Would Users Pay for Privacy?

In the keynote speech at yesterday's Geoloco conference on the future of geo-location services, venture capitalist Fred Wilson said businesses could profit from privacy, ReadWriteWeb reports:

"When you reveal your specific location, it's very important that you have control over that... There are business opportunities in privacy-related services," Wilson says. "The challenge is to get someone [whether business or consumer] to pay $2-$10 dollars per month to ensure that sort of premium privacy."

Large social networks would have trouble revoking the fine-tuned privacy controls users are used to, said Wilson, whose firm Union Square Ventures is invested in Twitter, del.icio.us, Etsy, and Disqus. But that's not a concern for startups which can start with a pay-for-privacy model.

Econsultancy's Patricio Robles points out that there is almost no acceptable way for a large social network to undo such controls. Users would see such a request as being closer to extortion than a reasonable shift in a business model, she argues.

But while it may be impossible for large social networks to profit from privacy, could startups? For better or worse, users are hypocritical about their privacy concerns: Facebook just got its 500 millionth user despite having a lower consumer satisfaction score than the IRS and despite repeated findings that even young people want more privacy. Why? Part of it surely has to do with scale: alternatives exist, but none has nearly as many of your friends signed up.

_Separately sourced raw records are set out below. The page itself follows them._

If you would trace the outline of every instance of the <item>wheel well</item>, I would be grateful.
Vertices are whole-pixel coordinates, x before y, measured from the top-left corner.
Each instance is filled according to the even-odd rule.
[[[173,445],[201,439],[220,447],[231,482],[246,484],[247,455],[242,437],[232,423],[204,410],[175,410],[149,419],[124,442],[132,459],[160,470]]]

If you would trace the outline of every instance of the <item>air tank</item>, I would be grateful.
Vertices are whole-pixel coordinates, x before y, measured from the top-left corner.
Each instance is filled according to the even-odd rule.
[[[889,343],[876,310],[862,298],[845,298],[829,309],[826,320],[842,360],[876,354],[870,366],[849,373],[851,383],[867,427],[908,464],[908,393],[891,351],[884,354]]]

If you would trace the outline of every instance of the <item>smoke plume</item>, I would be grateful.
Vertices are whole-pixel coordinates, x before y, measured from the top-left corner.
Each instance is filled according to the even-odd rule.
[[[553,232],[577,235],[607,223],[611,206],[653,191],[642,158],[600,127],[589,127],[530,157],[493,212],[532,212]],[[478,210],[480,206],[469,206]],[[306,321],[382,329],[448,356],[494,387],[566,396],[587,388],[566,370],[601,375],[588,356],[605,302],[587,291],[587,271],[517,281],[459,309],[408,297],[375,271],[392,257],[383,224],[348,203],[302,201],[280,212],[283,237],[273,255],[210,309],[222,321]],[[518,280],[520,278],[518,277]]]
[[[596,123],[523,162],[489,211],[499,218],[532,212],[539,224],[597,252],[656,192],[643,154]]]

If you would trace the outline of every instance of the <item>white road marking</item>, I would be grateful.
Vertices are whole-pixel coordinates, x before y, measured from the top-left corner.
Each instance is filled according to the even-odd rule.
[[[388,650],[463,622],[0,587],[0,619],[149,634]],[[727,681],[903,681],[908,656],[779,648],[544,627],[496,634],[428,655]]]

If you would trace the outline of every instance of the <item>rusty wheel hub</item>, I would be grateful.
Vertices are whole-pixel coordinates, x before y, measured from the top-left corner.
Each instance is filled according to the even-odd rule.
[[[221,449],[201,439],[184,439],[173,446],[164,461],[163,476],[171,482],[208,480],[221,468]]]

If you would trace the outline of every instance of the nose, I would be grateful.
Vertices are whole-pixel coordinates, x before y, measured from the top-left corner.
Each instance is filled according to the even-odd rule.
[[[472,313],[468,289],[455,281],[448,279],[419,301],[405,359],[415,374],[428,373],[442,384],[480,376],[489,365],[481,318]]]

If a startup offers an innovative free service with a fee for privacy, its unique offering could lead to rapid growth. Once any scale is achieved, concerns over paying for privacy take a backseat to the practicality of using a popular service.

Plus, this isn't a new idea. We already enter purchase agreements where the default is sharing and there's a fee for privacy. Traditional phone companies charge to keep a number unlisted or hidden to Caller ID systems. The same goes for domain name registration: information about the registrant of any .com, .org, .net, etc. is available through a WHOIS query, unless you pay extra to have the domain registered by a third-party.

We already pay privacy premiums. The question is could a startup with a pay-for-privacy model ascend fast enough to prevent losing its business to a free or ad-supported competitor?